Five Chimney’s is a crushing account of the horrors of the Holocaust. After reading this book, the adversities in my own very fortunate life seem but trifles compared to the gargantuan tortures inflicted by the Nazis upon millions of innocent beings.

I am changed.

Rating: ****

Movie Review: Sarah’s Key

Watching Sarah’s Key slapped me around, punched me in the gut, shocked me to the core, and when it was over, and I came to, I realized I’d just watched one of the most difficult movies I can remember. And yet, I was uplifted by the human spirit.

The Vel d’Hiv round-up was a little known, hardly publicized and possibly swept under the rug episode in French (and German) history. It took place in Paris in 1942. About 10,000 Jews were arrested by police in their apartments, taken away by force and rounded up in a Paris velodrome. No sanitation or toilets, no food, no water, nothing but stadium benches for days, thousands of Jewish families were imprisoned and then taken away, one by one, into camps, never to be seen again. And the perpetrators were not the Germans but the French.

Sarah was a little girl, about 10 years old, who locked her younger brother into a closet in their apartment to hide and protect him when the police came knocking on their door. Sarah made her brother promise to remain there until it was safe and she came back for him. She was with her mother and father when they were hauled away. Eventually, the men were separated from the women and children, then later the mothers were separated from their children, and Sarah found herself in a concentration camp frantic with fright for her brother and no way to rescue him.

A modern-day journalist uncovers the story of Sarah quite by coincidence, and through sheer perseverance and some good luck she uncovers the terrible secret Sarah had carried with her and the knowledge of the horribly destroyed lives of generations of people.

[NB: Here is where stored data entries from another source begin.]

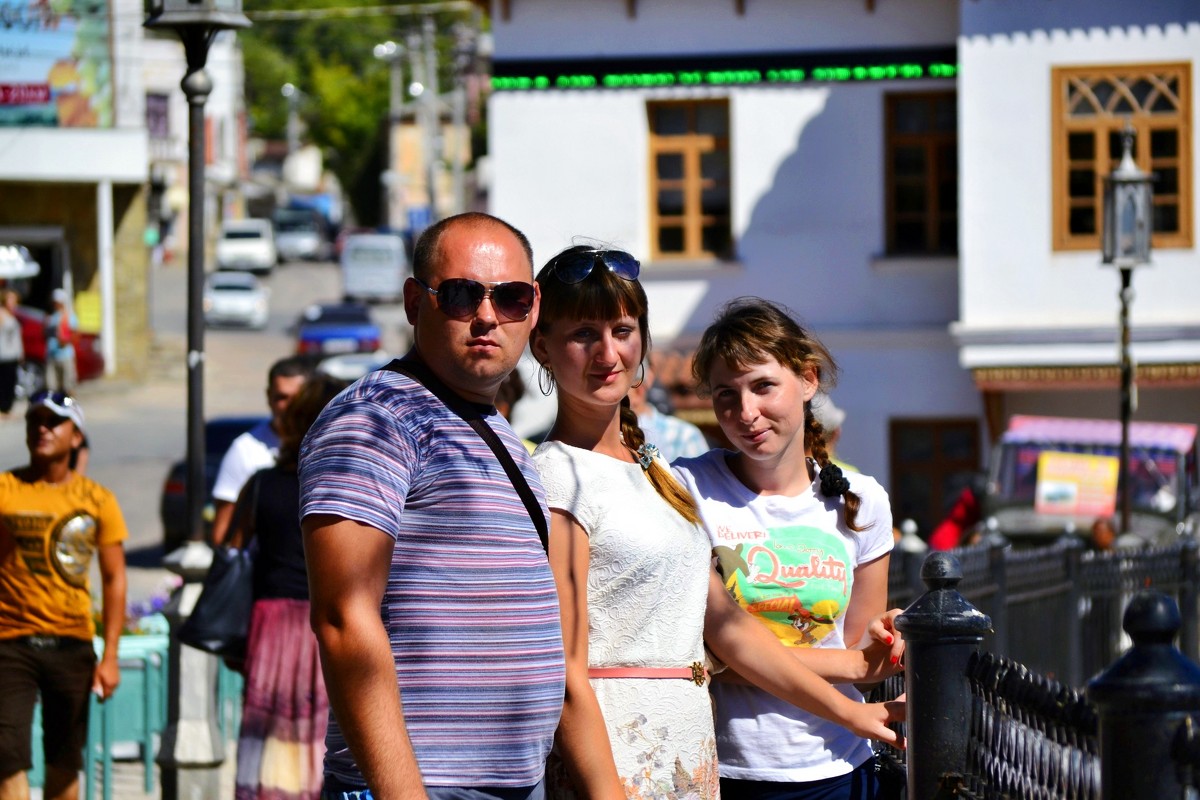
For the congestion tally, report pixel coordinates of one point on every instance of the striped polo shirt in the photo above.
(471, 606)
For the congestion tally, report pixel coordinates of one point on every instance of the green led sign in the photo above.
(901, 71)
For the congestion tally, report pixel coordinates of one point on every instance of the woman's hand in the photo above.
(871, 720)
(882, 647)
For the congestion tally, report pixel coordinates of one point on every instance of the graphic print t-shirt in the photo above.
(791, 563)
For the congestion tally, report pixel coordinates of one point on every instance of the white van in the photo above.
(373, 266)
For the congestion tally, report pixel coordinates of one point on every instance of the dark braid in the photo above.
(833, 482)
(663, 481)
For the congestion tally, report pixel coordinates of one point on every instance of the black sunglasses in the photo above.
(461, 298)
(576, 265)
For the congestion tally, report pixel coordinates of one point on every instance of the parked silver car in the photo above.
(235, 299)
(247, 245)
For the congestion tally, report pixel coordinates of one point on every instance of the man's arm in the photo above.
(347, 578)
(112, 575)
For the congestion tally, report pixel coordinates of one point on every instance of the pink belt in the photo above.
(695, 673)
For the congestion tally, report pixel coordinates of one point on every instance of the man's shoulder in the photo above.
(390, 394)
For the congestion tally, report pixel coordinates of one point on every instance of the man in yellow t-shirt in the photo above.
(52, 523)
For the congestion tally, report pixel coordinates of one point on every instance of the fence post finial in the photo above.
(942, 631)
(1147, 702)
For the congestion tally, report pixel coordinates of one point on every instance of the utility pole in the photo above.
(433, 116)
(393, 54)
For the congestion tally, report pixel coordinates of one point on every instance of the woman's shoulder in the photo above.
(700, 467)
(864, 485)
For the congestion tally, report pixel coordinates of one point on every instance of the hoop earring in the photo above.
(545, 380)
(641, 377)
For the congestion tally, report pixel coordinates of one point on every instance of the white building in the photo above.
(809, 151)
(1045, 88)
(73, 155)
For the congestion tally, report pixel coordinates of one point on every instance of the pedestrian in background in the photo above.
(801, 545)
(12, 350)
(673, 437)
(281, 743)
(433, 603)
(59, 329)
(53, 522)
(258, 447)
(831, 417)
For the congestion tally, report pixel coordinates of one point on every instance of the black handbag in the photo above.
(220, 620)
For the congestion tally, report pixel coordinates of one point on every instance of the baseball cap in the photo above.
(826, 413)
(63, 404)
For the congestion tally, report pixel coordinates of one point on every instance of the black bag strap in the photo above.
(471, 415)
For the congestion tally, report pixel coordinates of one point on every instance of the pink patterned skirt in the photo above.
(286, 709)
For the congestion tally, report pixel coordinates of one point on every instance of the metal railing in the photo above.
(984, 726)
(1057, 609)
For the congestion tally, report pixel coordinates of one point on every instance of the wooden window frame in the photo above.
(691, 146)
(931, 142)
(1063, 125)
(940, 469)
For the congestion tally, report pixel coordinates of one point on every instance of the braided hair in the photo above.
(751, 330)
(605, 295)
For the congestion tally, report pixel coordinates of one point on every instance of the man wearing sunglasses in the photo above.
(53, 521)
(432, 599)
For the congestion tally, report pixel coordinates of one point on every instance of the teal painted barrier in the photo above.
(133, 719)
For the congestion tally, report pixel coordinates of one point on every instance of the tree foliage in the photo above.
(345, 89)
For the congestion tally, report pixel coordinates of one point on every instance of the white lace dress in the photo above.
(647, 588)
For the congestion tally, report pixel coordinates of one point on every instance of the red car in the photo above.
(89, 360)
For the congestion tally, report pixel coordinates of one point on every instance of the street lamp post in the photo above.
(1128, 205)
(293, 96)
(393, 54)
(192, 747)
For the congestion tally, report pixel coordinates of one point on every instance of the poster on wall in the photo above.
(55, 65)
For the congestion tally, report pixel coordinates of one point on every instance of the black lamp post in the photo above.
(196, 22)
(1128, 206)
(192, 745)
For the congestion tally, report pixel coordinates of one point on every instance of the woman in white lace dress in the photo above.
(637, 591)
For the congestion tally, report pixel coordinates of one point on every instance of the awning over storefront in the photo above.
(1177, 437)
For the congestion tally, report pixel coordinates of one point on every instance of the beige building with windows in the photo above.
(917, 179)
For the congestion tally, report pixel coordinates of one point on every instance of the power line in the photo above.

Although 1942 is only 70 years ago, a very short time in history, the children that were alive then and witnessed these atrocities covered them up in their own minds and hid them from their descendants, to protect them, and to protect themselves. Their parents and grandparents, and their tormentors, are all passed away, and a new age and new generations have forgotten the horrible injustices and evil deeds of their ancestors. It does not seem real anymore.

Sarah’s Key is a powerful, captivating movie, with large portions in French with English subtitles. The Holocaust scenes are gut-wrenching. It is a very difficult movie to watch, and thus a very important one to experience.

I kept having to think of my own parents, who were children in Germany during the war, born in 1935, exactly Sarah’s age. I wonder what they cannot and will not ever tell me, or anyone else, of what they had to endure, just to grow up and have a chance to have their own lives, and give me mine.

Yet, history is with us, and it sleeps in places like old apartments, attics, basements, shoeboxes with pictures, books and keys to hidden closets – Sarah’s Key amongst them.